Even if you haven't sat down to watch the new Borat movie yet, surely you've heard about one already infamous scene.
But Rudy Giuliani isn't the only notable figure to end up in Sacha Baron Cohen's crosshairs. A name mostly familiar in this part of the country ends up making a cameo as well: Joey Gibson, founder of Vancouver, Wash.-based right-wing protest group Patriot Prayer.
Gibson is well-known in Portland for repeatedly holding rallies intended to provoke Portland anti-fascists into brawls. This year, he's concentrated much of his energy on opposing social-distancing orders in Washington state—which is where Baron Cohen trolled the troll.
Without spoiling too much, the moment occurs when Baron Cohen—doubly disguised as bumbling reporter Borat Sagdiyev and a character named "Country Steve"— goes undercover at a "reopen Washington" rally against COVID-19 lockdowns outside the state capitol in Olympia.
"We gotta get up and fight for this beautiful country, the United States of America," Gibson says as Borat wanders through the crowd in a disguise. "I don't see very many masks out there. That makes you, that makes you instant criminals right now. They want to throw you in jail for what you're doing right here, right now. Do you understand that? They're relying that you guys continue to shut up and sit in your house like good little subjects. We will not comply."

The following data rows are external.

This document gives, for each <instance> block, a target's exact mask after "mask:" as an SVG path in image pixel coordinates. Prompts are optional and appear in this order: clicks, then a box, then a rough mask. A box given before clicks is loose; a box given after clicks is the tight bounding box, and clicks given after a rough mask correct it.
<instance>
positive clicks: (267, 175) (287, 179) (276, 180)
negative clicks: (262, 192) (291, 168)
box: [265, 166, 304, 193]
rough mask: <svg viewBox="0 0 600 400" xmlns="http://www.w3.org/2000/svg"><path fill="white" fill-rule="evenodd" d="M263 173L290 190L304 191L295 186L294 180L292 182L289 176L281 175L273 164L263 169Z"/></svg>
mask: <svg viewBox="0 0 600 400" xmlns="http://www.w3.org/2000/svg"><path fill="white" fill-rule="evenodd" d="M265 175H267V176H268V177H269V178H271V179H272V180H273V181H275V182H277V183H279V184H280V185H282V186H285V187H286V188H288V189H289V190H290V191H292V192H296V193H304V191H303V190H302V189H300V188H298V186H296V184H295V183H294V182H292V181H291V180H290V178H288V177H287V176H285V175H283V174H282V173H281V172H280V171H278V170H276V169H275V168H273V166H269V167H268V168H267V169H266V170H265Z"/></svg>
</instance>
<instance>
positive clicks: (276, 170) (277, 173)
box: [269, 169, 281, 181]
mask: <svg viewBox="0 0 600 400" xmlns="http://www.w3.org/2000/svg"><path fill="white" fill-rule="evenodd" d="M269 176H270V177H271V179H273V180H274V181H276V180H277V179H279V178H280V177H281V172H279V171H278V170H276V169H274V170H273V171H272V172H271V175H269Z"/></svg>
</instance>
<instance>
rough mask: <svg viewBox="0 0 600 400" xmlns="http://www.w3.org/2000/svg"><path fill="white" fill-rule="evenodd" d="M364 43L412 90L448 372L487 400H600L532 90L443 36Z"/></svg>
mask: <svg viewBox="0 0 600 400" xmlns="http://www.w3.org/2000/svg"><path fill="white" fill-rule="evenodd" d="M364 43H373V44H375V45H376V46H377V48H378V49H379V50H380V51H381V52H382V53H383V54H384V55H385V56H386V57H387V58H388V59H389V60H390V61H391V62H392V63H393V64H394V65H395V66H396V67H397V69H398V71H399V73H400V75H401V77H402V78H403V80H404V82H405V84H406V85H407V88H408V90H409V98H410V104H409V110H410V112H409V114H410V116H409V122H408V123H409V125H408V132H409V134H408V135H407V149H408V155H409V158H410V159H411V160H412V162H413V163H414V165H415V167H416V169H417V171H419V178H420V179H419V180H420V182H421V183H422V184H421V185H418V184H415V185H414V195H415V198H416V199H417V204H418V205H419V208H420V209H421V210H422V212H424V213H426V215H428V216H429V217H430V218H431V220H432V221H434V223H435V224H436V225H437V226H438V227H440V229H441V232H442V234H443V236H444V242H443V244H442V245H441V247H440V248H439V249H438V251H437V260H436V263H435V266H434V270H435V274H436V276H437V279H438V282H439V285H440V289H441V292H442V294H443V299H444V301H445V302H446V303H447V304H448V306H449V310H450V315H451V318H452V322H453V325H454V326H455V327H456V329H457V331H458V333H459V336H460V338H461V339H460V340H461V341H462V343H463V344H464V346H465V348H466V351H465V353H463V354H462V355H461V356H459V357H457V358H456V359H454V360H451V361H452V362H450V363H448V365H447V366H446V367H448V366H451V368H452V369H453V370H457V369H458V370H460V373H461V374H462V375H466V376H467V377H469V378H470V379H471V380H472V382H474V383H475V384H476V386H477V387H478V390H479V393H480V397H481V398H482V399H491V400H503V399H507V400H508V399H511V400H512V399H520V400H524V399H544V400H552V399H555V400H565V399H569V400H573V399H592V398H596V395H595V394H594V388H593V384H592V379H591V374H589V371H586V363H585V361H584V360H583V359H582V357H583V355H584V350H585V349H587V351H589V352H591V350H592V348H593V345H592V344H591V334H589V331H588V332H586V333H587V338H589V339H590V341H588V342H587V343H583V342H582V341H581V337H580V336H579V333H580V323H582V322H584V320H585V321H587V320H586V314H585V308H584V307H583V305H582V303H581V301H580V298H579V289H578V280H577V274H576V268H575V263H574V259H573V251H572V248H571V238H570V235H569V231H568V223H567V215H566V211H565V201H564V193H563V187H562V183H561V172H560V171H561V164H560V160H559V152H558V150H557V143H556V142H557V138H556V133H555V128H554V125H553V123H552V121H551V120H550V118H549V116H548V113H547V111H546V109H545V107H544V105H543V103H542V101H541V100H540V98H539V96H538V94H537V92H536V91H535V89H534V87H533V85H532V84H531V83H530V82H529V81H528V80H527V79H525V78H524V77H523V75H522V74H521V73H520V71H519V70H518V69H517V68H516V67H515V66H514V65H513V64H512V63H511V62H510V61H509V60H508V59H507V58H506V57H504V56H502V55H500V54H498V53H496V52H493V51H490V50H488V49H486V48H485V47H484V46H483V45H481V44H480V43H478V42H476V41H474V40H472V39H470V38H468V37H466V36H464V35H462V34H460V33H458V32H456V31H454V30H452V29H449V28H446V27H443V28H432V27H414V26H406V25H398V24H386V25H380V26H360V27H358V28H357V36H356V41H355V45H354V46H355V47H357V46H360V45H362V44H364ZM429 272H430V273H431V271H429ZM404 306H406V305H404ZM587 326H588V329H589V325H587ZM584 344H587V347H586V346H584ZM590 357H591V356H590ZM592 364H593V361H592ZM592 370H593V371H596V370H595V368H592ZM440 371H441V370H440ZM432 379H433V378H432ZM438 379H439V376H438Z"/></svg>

"Will not comply!" shouts a man in the crowd.
"Now you're talking," Gibson replies. "We gotta get up and fight, guys. God bless each and every single one of you."
Then Baron Cohen, in the guise of "Country Steve," gets onstage, wearing overalls, a fake nose and a string of onions around his neck (don't ask). He leads the rally in a singsong of an original composition with the chorus, "Dr. Fauci, what we gonna do? Inject him with the Wuhan flu."
The incident was noted by the media when it initially happened back in June. At the time, it was assumed Cohen was filming a segment for the new season of his Showtime show, Who Is America?.
If you're planning to watch the movie this weekend, watch for the moment—or rather, listen for it—around the one hour and eight minute mark.